[The effect of lovastatin on the development of adriamycin nephropathy in rats].

Backgrounds: Hyperlipidemia is not only a prominent complication of nephrotic syndrome, but it may also contribute to the further non-immunologic damage of glomeruli. Analogy between atherosclerosis and glomerular sclerosis was suggested. Treatment of hyperlipidemia may decrease proteinuria in nephrotic animals and subjects and possibly prevent the progression of glomerulosclerosis and renal failure. We decided to study the influence of therapy with the inhibitor of cholesterol synthesis, lovastatin, on the development of the experimental nephrotic syndrome induced by the administration of adriamycine in rats.

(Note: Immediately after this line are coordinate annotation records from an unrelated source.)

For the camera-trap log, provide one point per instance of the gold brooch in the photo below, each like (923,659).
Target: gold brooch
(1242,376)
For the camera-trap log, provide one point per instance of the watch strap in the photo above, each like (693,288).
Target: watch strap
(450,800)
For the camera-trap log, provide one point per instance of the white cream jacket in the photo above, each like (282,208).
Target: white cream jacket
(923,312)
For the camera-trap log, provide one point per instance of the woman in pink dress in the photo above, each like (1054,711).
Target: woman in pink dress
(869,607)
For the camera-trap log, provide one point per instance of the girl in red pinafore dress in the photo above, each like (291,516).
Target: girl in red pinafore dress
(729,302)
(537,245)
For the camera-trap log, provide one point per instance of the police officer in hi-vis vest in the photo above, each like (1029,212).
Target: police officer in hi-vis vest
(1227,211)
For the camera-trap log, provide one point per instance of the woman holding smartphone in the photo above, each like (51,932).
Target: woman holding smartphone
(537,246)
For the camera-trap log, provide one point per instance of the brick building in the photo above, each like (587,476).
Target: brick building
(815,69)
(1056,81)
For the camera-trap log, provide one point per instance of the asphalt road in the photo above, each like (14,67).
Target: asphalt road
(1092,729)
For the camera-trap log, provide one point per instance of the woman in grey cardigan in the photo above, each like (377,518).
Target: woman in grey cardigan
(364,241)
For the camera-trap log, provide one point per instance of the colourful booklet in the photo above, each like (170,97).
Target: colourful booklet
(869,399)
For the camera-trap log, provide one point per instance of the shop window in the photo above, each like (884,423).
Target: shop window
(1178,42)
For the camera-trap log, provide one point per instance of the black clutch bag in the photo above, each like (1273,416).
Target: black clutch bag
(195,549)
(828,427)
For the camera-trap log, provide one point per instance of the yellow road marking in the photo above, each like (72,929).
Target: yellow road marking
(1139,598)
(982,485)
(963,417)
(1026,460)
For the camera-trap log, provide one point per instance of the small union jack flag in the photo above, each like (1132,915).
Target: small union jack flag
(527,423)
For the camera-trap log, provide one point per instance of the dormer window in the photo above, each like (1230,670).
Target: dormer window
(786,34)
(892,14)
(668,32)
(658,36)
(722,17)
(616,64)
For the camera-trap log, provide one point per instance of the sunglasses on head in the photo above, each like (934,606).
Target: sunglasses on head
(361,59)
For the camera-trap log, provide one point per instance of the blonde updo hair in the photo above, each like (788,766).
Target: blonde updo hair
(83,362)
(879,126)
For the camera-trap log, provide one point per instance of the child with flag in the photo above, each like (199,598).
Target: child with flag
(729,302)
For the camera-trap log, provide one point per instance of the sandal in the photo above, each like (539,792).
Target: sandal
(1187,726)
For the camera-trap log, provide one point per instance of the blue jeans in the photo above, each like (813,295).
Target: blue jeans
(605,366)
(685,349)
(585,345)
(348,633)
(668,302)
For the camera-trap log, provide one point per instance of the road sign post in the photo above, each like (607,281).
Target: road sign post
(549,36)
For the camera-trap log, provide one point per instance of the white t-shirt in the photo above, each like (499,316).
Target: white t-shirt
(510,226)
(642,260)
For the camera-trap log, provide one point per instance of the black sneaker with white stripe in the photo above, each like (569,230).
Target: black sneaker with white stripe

Methods And Results: Nephrotic syndrome was induced in rats by the intravenous administration of adriamycine. One group of animals was treated from the time of adriamycine adminstration with lovastatin. Lovastatin was also given to one group of control animals. Proteinuria increased significantly during 4 weeks in untreated adriamycine rats (from 0.93 + 0.57 to 12.76 + 11.95 g/mmol of urinary creatinine, p < 0.01), but it did not change significantly in adriamycine rats treated with lovastatin (from 0.98 + 0.69 to 1.90 + 4.25 g/mmol of creatinine, p = n.s.) and it was significantly lower than in untreated animals (p < 0.01). Plasma albumin decreased 12 weeks after adriamycine administration in untreated rats (from 21.16 + 1.45 to 10.58 + 3.83 g/l, p < 0.001) significantly more (p < 0.05) than in rats treated with lovastatin (from 20.01 + 2.18 to 15.34 + 2.66 g/l, p < 0.01). Lovastatin also ameliorated the increase of plasma cholesterol and eliminated the increase of plasma triglycerides in adriamycine rats. Metabolic changes were in all groups characterized by the increase of free fatty acids, possibly due to exaggerated lipolysis, but without significant change of glycaemia and plasma urea. Proteinuria was decreasing at the end of the observed period. Histologically there were only minimal changes in glomeruli, without significant glomerulosclerosis.

Conclusions: Administration of lovastatin prevented the development of nephrotic syndrome in experimental adriamycine nephropathy in rats. This finding suggests the possible role of hyperlipidemia in the pathogenesis of glomerular damage and suggests the posibility to prevent glomerulosclerosis and renalisufficiency in some form on nephrotic syndrome by the effective hypolipidemic therapy.